4. Il motivo è palesemente inammissibile.

Esula dal sindacato di legittimità la rivalutazione delle risultanze istruttorie già esaminate dal giudice di merito, né può essere sollecitato un "terzo grado di merito" attraverso la lamentata violazione dell'art. 2697 cod. civ., la quale si configura soltanto nell'ipotesi in cui il giudice abbia attribuito l'onere della prova ad una parte diversa da quella su cui esso avrebbe dovuto gravare.

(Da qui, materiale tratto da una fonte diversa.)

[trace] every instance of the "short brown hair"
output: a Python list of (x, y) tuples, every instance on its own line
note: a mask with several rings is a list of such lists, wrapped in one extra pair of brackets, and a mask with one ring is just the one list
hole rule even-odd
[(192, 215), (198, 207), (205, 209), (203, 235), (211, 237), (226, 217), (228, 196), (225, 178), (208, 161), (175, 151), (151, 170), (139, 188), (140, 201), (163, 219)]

5. Col quinto e col sesto motivo la ricorrente censura la decisione della C.T.R. per violazione (art. 360, comma 1, n. 3, cod. proc. civ.) degli artt. 17 D.Lgs. n. 546 del 1992 e 156 cod. proc. civ., per avere la C.T.R. dichiarato la nullità dell'appello in quanto notificato direttamente alla Equitalia Nord S.p.A., anziché al procuratore domiciliatario costituitosi in primo grado, peraltro senza considerare la sanatoria della pretesa invalidità derivante dalla costituzione in giudizio dell'agente della riscossione.

6. I predetti motivi (unitariamente considerati) sono fondati.

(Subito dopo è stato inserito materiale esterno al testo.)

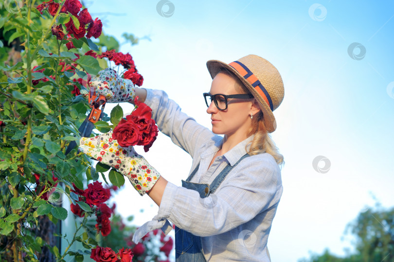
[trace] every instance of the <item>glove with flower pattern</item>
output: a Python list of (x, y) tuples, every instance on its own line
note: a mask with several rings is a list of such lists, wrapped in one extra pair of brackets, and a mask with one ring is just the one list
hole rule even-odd
[(132, 146), (123, 148), (112, 139), (112, 132), (94, 138), (82, 138), (79, 150), (127, 176), (141, 195), (150, 190), (160, 174)]
[[(106, 97), (108, 103), (127, 102), (132, 101), (135, 96), (135, 87), (131, 80), (120, 77), (116, 71), (106, 68), (92, 76), (89, 85), (96, 87), (96, 92)], [(86, 96), (89, 90), (81, 90), (81, 93)]]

Nel contenzioso tributario, la notifica dell'appello, a cui si applica l'art. 17 del D.Lgs. n. 546 del 1992 (norma speciale rispetto all'art. 330 cod. proc. civ.), va effettuata presso il procuratore domiciliatario costituito in primo grado, ma la difformità dallo schema normativo determina nullità (e non inesistenza) della notificazione, di talché essa è sanata, ex art. 156 cod. proc. civ., dalla costituzione in giudizio dell’appellato (arg. da Cass., Sez. 5, Sentenza n. 4233 del 17/02/2017, Rv. 643210-01).

7. Restano assorbiti i motivi settimo, ottavo, nono e decimo, concernenti profili di impugnazione della pronuncia di primo grado riguardo alla cartella di pagamento.

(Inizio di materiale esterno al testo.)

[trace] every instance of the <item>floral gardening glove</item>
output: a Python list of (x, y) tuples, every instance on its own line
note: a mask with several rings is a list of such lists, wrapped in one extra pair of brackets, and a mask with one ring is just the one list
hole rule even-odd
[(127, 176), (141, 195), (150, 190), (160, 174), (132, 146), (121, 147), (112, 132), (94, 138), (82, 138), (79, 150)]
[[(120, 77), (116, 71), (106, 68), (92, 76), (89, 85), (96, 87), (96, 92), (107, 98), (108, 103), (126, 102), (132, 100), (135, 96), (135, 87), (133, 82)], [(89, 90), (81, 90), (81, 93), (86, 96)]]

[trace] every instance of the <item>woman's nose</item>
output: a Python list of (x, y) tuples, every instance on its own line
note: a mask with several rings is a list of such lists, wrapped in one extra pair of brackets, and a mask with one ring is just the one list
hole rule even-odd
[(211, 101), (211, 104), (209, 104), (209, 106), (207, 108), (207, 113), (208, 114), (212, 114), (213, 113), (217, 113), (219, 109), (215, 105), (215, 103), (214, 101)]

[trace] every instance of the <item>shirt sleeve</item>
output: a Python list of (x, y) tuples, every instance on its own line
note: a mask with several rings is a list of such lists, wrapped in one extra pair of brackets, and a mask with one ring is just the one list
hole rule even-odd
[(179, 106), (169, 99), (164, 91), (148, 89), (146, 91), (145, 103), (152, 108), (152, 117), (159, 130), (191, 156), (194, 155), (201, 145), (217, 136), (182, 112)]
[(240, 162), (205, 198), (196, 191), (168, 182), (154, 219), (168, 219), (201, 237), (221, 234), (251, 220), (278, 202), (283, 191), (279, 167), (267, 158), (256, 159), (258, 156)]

8. Con l'undicesimo e il dodicesimo motivo la ricorrente contesta la decisione della C.T.R. lombarda per violazione (art. 360, comma 1, n. 3, cod. proc. civ.) degli artt. 19 e 21 D.P.R. n. 633 del 1972 per avere considerato indetraibile l'IVA relativa ai costi sulle fatture richiamate negli avvisi, pur in presenza di operazioni esistenti ed effettive.

9. I motivi sono inammissibili.

La ricorrente, infatti, prospetta una erronea applicazione della normativa fiscale sull'IVA senza prendere in considerazione la ratio decidendi della sentenza d'appello, la quale ha escluso che le operazioni fossero «esistenti ed effettive» e, anzi, ha concluso per la natura fraudolenta delle stesse: non spetta la detrazione dell'imposta risultante da fatture per operazioni inesistenti.

10. In conclusione, sono inammissibili il primo, il secondo, il terzo, il quarto, l'undicesimo e il dodicesimo motivo del ricorso della M.S.D.I.; sono fondati i motivi quinto e sesto, con conseguente cassazione della sentenza - limitatamente ai dedotti profili di impugnazione della pronuncia di primo grado riguardo alla cartella di pagamento - e rinvio alla C.T.R. per nuovo esame.

11. Col primo motivo del ricorso dell'Agenzia delle Entrate si deduce la violazione e/o falsa applicazione (art. 360, comma 1, n. 3, cod. proc. civ.) degli artt. 2697 cod. civ., 115 e 116 cod. proc. civ., 109 D.P.R. n. 917 del 1986, 39, comma 1, lett. d), e 41 -bis D.P.R. n. 600 del 1973, 5 e 25 D.Lgs. n. 446 del 1997, 1, comma 2, D.Lgs. n. 471 del 1997, 8, commi 1, 2 e 3, D.L. n. 16 del 2012, convertito dalla Legge n. 44 del 2012, per avere la C.T.R. annullato l'accertamento effettuato ai fini delle imposte dirette senza considerare la legittimità del recupero a tassazione delle componenti negative relative ad operazioni inesistenti e senza applicare la sanzione amministrativa prevista dall'art. 8, comma 2, D.L. n. 16 del 2012.

12. Il motivo è fondato.

Il giudice d'appello ha rilevato, nelle operazioni della società, i requisiti di deducibilità prescritti dall'art. 14, comma 4-bis, Legge n. 537 del 1993, come sostituito dall'art. 8, comma 1, D.L. 2/3/2012, n. 16, convertito, con modificazioni, dalla Legge 26/4/2012, n. 44.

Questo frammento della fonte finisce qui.